Riquet had been digging this canal since 1666. WP tells us this about the work:
For fifteen years nearly 12,000 workers worked on the construction of the canal. Riquet hired men and women between 20 and 50 years old whom he organized in sections forming workshops led by a controller-general. This rationalization of work permitted the optimisation of tasks and allowed several projects to be performed at the same time. All of the work was manual and the digging of the canal was with shovels and pickaxes. The workforce was made up of farmers and local workers whose number varied from one period to another during the year. Pierre-Paul Riquet appealed to the military to compensate for this fluctuation. He also set up monthly payments of workers for their loyalty. He also offered accommodation for two deniers per day.
The women labourers were surprisingly important to the canal’s engineering…
The financial and social conditions of employment of the workers were very favourable and unusual for the time. To retain his workforce, Riquet paid his workers well enough. More importantly, he gave benefits never before seen such as non-working rain days, Sundays and public holidays, and finally paid sick leave. The employment contract was individual and done by free recruitment. Pay was, at the beginning, 20 sols (1 livre) per day, double the agricultural wage. Discontent from farm owners, however, forced Riquet to reduce pay to 15, then 12 sols per day. In 1668 he established the monthly payment of 10 livres.

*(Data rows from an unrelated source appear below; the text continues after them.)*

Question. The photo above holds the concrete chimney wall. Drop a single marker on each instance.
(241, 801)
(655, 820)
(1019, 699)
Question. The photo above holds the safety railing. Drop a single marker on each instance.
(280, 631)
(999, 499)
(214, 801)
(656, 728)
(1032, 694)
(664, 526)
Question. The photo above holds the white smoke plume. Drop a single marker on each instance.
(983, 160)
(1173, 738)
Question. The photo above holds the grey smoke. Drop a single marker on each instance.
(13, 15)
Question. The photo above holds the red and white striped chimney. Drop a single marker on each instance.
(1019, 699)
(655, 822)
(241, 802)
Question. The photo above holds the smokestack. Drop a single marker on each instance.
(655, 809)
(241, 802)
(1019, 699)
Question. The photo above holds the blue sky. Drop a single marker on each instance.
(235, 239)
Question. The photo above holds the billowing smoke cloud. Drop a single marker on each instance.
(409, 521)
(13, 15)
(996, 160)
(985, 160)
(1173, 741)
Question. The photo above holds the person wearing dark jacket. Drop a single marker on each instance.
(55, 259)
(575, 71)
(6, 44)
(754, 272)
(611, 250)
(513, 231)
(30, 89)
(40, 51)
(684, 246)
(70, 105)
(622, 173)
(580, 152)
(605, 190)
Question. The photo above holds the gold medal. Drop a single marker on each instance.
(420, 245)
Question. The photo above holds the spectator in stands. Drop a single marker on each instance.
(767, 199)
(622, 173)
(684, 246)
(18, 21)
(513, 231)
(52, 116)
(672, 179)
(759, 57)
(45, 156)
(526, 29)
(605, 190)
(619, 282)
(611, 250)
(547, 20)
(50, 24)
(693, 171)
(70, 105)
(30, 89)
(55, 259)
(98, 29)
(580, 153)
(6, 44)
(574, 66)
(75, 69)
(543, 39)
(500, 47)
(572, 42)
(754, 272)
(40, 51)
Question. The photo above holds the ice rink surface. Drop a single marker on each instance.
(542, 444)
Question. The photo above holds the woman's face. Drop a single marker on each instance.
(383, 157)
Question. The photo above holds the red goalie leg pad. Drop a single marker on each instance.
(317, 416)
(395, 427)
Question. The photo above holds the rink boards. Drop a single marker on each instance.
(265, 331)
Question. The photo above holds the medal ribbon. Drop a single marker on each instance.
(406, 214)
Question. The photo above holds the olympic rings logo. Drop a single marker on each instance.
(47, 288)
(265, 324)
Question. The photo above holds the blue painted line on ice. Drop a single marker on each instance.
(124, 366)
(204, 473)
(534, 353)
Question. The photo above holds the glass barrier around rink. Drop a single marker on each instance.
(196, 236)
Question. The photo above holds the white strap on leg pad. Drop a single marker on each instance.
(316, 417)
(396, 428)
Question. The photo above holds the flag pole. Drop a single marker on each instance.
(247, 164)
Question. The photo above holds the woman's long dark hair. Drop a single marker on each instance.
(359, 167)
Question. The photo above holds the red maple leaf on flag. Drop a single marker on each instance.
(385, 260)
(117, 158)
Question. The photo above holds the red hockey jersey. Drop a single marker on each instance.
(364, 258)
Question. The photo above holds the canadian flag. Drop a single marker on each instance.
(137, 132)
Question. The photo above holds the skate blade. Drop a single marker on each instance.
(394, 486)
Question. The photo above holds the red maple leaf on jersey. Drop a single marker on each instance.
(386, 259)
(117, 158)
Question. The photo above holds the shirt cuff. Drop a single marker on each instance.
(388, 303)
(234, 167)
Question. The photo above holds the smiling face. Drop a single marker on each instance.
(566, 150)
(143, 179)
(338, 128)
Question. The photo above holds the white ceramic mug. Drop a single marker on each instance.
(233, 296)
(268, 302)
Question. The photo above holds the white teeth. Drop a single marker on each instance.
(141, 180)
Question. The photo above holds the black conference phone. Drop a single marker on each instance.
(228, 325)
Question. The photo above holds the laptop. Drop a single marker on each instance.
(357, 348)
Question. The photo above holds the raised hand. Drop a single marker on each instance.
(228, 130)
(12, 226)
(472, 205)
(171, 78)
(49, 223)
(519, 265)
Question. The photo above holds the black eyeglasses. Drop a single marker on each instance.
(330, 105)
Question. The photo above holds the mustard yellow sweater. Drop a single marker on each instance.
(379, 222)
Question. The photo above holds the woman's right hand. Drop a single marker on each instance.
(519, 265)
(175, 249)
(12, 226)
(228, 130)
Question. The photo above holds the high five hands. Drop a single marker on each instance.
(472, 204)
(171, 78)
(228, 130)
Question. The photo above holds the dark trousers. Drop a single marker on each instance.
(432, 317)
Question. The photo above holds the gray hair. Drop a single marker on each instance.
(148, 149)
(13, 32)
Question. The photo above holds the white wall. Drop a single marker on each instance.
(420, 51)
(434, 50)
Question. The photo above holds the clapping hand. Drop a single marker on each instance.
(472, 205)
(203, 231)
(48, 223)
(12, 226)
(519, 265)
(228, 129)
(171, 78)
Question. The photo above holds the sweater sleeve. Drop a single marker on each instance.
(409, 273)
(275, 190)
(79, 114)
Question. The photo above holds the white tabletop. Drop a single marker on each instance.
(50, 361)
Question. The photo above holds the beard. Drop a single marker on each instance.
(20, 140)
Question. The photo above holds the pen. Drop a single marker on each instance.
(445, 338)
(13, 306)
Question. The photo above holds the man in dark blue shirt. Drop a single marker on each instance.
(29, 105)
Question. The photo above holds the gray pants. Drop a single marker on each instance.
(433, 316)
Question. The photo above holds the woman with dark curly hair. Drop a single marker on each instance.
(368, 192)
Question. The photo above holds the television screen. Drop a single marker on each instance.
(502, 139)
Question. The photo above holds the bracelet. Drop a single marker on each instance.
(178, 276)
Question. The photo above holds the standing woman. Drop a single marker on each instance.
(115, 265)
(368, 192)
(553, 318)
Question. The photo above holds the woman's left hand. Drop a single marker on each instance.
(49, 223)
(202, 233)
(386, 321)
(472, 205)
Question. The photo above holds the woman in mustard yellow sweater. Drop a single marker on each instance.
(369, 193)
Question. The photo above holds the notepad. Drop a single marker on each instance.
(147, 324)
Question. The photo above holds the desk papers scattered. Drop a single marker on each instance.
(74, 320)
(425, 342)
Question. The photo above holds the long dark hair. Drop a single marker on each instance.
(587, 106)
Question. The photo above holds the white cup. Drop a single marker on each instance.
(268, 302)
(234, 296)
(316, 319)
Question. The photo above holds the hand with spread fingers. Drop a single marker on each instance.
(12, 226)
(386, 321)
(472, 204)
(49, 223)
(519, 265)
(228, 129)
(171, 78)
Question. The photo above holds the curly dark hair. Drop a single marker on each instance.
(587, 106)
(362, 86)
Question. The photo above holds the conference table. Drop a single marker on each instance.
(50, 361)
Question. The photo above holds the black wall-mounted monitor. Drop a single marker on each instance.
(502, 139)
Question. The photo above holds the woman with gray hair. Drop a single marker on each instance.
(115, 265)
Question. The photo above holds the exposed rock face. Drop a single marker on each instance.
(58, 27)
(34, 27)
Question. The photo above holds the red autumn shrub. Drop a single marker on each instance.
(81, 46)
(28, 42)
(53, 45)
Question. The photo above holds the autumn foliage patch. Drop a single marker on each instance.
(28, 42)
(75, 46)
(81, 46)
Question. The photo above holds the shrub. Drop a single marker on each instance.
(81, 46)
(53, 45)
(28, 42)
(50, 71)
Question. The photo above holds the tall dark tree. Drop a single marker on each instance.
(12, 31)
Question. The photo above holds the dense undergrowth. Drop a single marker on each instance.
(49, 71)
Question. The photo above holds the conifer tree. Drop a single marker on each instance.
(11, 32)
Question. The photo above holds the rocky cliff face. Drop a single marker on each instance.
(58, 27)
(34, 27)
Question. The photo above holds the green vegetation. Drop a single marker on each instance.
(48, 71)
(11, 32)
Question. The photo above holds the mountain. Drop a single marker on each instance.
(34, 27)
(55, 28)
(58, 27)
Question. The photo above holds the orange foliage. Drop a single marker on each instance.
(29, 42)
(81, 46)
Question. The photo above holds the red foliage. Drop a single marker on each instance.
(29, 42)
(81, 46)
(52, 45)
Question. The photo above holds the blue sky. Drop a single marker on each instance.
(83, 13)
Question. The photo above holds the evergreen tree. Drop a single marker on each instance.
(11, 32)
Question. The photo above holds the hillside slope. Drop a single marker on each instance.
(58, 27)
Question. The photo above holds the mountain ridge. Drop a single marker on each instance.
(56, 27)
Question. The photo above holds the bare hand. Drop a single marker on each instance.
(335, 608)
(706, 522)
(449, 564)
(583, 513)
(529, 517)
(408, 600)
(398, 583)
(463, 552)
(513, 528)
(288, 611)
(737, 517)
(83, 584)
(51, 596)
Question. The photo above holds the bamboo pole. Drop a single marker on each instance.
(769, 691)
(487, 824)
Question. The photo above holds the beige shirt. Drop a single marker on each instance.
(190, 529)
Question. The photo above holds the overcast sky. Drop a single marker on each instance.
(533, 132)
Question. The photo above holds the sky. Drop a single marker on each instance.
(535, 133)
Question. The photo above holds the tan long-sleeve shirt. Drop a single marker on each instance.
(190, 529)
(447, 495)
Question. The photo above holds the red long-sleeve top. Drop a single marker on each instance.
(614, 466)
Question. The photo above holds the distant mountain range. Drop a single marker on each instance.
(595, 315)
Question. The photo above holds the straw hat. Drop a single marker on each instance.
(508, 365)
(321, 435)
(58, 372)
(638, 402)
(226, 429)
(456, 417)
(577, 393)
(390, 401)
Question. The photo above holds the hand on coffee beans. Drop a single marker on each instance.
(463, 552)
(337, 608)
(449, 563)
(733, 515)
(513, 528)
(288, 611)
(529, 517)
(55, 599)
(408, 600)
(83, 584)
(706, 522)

New Hampshire created as a refuge from Puritanism
Several of the settler-towns that make up today’s State of New Hampshire had been established earlier in the 17th century, on lands taken from of various Algonquian-speaking Abenaki peoples. Many of those settler-towns were established by people seeking to escape the harsh Puritanism of the Massachusetts Bay Colony. But, they sought the protection of the MBC. In 1641, this happened:
they collectively agreed to be governed from Massachusetts, provided the towns retained self-rule, and that Congregational Church membership was not required for their voters (as it was in Massachusetts). The settlements formed part of that colony until 1679, sending representatives to the Massachusetts legislature in Boston.
But meantime, descendants of one of the earliest NH settlers had been active in England, seeking to regain control of their colony. King Charles II was apparently quite concerned about the rigid Puritanism of the Massachusetts settlers, so in 1679 he issued a charter establishing the Province of New Hampshire as a colony directly responsible to himself. (Further charters followed, that tweaked the terms of the 1679 original.)